Corée du Nord : les rencontres diplomatiques / © AFP / AFP

Nombre de pays ont salué l’enclenchement d’un processus diplomatique, certes embryonnaire, mais qui éloigne la perspective d’un conflit. L’Union européenne a loué une « étape capitale et nécessaire » vers une dénucléarisation de la péninsule.
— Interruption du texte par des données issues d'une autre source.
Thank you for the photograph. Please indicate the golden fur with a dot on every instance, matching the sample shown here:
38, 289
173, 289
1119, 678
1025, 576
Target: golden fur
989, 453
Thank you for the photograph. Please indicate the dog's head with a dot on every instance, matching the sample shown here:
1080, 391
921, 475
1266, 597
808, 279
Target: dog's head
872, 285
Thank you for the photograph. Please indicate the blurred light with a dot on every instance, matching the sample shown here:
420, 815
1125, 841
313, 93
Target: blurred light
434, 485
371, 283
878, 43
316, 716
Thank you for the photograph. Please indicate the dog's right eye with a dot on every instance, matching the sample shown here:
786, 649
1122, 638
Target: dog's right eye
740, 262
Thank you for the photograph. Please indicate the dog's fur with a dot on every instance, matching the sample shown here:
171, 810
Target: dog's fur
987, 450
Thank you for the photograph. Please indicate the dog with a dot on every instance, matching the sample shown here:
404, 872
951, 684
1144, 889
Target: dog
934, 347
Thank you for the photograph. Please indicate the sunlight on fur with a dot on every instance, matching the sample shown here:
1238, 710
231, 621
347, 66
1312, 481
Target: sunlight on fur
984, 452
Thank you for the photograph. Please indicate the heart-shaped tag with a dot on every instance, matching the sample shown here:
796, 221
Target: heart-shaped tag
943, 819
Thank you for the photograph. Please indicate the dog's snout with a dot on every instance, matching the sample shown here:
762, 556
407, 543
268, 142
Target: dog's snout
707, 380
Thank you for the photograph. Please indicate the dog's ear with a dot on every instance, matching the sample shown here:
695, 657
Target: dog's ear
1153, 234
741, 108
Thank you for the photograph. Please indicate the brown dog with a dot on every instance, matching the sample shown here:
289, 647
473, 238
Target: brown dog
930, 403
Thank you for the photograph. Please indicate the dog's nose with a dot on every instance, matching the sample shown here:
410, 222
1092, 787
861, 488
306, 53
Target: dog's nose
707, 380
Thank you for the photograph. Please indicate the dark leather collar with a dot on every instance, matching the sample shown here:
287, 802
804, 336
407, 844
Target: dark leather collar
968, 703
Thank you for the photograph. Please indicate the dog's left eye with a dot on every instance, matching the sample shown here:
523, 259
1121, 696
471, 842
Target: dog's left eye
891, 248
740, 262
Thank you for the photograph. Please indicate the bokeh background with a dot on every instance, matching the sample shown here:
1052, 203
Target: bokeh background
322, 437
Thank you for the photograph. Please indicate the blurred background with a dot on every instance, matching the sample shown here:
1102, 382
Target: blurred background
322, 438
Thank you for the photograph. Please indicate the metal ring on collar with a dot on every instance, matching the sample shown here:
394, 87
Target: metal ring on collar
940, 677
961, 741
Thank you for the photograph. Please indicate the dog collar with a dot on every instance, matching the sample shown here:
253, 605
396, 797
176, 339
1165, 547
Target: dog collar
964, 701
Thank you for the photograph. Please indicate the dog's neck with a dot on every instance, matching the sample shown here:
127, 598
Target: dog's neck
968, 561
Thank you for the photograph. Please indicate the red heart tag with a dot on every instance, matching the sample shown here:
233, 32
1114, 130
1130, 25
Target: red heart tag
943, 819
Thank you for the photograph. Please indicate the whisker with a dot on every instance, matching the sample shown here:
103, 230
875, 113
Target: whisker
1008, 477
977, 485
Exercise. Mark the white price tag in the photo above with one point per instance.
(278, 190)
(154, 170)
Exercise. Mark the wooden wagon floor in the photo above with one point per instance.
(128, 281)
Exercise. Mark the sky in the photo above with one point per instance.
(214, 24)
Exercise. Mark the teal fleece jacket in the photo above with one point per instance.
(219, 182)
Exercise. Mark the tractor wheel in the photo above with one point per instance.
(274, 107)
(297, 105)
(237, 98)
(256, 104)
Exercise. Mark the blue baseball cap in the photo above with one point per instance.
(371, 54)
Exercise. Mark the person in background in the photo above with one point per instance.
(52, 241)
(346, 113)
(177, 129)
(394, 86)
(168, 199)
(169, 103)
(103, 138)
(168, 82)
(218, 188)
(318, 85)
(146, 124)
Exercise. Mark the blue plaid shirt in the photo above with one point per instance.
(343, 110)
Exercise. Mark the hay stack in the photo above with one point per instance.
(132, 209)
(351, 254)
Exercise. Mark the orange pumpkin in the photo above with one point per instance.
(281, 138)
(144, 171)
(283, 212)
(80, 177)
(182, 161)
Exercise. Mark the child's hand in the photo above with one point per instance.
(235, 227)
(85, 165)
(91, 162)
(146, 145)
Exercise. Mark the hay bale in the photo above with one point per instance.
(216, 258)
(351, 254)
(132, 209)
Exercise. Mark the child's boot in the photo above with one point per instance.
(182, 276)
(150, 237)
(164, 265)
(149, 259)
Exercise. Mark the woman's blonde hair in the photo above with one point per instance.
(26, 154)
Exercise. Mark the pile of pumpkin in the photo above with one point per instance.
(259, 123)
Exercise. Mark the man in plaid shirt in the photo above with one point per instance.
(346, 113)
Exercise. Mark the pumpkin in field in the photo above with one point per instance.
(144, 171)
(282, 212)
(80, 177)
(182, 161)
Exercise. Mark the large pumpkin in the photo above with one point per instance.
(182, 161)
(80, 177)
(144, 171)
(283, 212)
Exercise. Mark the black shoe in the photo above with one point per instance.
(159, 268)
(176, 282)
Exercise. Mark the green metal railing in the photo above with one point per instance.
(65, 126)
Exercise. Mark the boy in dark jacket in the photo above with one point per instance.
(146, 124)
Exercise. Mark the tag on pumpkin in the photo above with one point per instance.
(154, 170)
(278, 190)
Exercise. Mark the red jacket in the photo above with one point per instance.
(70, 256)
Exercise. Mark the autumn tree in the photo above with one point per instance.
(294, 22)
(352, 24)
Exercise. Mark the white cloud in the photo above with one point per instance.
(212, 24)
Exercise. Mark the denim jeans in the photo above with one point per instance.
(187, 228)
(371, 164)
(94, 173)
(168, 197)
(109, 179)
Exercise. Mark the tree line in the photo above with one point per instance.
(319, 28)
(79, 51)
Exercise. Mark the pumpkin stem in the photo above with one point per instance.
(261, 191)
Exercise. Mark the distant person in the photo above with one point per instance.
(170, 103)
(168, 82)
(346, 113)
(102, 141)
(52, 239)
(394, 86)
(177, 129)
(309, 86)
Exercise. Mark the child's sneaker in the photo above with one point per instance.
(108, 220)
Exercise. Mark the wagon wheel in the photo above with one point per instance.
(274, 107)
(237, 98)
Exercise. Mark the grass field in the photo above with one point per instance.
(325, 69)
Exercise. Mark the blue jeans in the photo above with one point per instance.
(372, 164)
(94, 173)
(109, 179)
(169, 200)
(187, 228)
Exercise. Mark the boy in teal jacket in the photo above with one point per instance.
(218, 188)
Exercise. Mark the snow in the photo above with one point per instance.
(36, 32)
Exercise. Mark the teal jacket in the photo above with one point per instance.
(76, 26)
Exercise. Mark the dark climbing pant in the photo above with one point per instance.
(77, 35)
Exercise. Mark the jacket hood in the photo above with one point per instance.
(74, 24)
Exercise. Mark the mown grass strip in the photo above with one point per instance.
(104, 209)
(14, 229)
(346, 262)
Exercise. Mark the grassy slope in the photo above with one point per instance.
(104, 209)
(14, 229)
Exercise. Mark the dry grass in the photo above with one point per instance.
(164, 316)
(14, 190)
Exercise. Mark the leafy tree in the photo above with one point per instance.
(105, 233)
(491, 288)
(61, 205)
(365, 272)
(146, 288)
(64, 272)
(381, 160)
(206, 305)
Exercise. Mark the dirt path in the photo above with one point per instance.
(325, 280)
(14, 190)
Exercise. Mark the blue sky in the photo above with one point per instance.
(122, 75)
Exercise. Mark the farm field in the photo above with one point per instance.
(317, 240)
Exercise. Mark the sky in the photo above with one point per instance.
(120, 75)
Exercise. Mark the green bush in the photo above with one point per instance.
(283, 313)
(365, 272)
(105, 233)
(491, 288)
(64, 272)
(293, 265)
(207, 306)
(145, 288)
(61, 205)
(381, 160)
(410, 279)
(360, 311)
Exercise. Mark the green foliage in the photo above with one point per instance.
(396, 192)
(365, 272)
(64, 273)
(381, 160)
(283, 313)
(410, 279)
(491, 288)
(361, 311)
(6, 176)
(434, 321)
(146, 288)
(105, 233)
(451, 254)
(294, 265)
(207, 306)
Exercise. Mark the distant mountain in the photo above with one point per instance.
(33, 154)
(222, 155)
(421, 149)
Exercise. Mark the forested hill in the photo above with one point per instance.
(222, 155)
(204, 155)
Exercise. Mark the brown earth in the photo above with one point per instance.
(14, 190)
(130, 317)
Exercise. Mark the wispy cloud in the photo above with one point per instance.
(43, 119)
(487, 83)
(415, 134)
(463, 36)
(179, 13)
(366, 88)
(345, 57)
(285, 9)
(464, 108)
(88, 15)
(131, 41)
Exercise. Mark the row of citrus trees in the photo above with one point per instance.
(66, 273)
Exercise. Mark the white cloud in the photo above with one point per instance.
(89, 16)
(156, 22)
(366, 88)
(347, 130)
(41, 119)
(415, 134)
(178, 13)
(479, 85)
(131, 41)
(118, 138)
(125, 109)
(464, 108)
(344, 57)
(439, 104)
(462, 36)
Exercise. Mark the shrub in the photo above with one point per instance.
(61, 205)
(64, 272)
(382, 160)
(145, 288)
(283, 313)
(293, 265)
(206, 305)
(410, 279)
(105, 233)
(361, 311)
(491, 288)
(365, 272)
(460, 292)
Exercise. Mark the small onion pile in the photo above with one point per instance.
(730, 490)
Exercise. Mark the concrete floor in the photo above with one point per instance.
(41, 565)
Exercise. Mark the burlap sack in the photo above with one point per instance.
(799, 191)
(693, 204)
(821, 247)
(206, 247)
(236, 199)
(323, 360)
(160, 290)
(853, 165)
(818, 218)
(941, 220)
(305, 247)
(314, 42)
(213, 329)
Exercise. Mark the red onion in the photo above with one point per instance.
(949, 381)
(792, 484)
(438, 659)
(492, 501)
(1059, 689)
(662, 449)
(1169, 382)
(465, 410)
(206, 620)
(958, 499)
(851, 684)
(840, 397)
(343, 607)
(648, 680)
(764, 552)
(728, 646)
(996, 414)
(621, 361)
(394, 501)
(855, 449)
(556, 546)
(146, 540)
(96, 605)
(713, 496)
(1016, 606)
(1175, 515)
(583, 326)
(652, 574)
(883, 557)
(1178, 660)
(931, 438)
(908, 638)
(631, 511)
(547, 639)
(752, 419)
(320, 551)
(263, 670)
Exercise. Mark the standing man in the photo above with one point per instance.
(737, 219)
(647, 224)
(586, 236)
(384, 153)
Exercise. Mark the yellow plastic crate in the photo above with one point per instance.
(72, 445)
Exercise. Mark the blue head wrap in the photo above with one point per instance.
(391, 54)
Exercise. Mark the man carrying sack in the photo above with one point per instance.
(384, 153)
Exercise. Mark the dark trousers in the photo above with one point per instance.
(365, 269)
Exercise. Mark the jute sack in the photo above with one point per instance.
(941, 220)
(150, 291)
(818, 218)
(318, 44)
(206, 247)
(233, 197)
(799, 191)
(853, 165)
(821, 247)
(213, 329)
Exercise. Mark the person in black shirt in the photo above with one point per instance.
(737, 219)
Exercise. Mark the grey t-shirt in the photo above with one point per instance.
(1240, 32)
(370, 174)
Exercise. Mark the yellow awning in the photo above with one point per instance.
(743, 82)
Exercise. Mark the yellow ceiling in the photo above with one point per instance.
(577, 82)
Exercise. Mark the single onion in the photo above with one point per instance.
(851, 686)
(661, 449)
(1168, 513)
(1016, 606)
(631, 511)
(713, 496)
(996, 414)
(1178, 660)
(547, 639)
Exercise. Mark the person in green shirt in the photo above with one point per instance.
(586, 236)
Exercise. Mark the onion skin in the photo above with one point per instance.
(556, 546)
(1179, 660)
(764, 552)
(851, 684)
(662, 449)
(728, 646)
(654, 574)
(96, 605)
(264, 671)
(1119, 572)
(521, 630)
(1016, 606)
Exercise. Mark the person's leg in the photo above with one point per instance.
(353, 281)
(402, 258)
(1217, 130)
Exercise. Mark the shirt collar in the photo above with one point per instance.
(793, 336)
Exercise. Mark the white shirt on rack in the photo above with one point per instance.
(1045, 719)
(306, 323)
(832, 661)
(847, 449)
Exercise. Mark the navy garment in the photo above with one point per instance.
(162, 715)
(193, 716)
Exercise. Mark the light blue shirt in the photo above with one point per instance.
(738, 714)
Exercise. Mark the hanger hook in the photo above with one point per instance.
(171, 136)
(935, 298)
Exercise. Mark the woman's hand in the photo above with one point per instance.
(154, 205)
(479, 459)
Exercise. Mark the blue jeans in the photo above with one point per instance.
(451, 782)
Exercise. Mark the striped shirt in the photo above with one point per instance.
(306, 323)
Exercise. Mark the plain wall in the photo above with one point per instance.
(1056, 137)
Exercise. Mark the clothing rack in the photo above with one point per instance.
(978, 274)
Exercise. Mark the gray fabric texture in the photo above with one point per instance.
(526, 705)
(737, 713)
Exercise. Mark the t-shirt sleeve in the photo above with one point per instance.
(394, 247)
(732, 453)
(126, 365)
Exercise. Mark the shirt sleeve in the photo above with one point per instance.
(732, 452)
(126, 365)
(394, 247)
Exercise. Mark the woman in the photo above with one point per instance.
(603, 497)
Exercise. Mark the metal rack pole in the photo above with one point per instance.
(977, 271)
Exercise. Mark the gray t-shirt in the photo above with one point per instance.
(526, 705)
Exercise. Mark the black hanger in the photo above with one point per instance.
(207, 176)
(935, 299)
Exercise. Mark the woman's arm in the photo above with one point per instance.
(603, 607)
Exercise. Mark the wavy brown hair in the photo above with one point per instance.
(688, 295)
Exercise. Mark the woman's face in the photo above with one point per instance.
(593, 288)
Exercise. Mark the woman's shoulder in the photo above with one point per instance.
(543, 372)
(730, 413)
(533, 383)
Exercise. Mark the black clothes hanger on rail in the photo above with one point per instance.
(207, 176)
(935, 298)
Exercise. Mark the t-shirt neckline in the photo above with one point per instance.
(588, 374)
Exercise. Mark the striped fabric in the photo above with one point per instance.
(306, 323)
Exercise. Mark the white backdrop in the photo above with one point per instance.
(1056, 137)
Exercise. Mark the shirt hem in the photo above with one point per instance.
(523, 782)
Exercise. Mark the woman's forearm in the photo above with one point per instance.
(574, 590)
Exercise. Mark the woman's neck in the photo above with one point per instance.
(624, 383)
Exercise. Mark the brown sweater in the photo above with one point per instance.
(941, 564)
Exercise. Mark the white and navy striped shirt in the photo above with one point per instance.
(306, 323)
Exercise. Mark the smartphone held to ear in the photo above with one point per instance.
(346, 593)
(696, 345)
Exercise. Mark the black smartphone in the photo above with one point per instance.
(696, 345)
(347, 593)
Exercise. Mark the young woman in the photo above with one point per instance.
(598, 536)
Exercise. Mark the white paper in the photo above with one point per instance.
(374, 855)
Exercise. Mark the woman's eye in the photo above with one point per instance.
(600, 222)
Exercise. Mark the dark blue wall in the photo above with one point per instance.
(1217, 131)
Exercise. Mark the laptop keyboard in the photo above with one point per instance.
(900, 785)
La Russie a parlé d’un événement « positif ».

MM. Trump et Kim se sont entretenus pendant près de cinq heures, d’abord une quarantaine de minutes en tête-à-tête, puis au cours d’une réunion de travail elle-même suivie d’un déjeuner.

Au menu, savant mélange de mets occidentaux et asiatiques : cocktail de crevettes, porc croustillant sauce aigre-douce et tarte tropézienne.

– « Garanties de sécurité » –

Trump et Kim ont signé un document commun / © MEDIACORP PTE LTD/AFP / —

Kim Jong Un, qui n’avait jusqu’à ses récents déplacements en Chine, jamais effectué la moindre visite officielle à l’étranger, est apparu très décontracté depuis son arrivée à Singapour.

Lundi soir, le dirigeant nord-coréen, à la tête de l’un des pays les plus fermés du monde, s’est offert une spectaculaire sortie nocturne, visitant, visiblement ravi, les hauts lieux touristiques de la ville.

L’arsenal nucléaire nord-coréen a valu à Pyongyang une impressionnante série de sanctions de l’ONU au fil des ans.

Pour convaincre la Corée du Nord d’y renoncer alors que le régime des Kim y a toujours vu une forme d’assurance-vie, Donald Trump s’est formellement et personnellement engagé dans le document commun à apporter des « garanties de sécurité ». Elles seront « uniques » et « différentes » de celles proposées jusqu’ici, a promis Mike Pompeo.

Le président américain a quitté Singagour en fin d’après-midi, avant Kim Jong Un qui devait pour sa part quitter ce pays dans la soirée.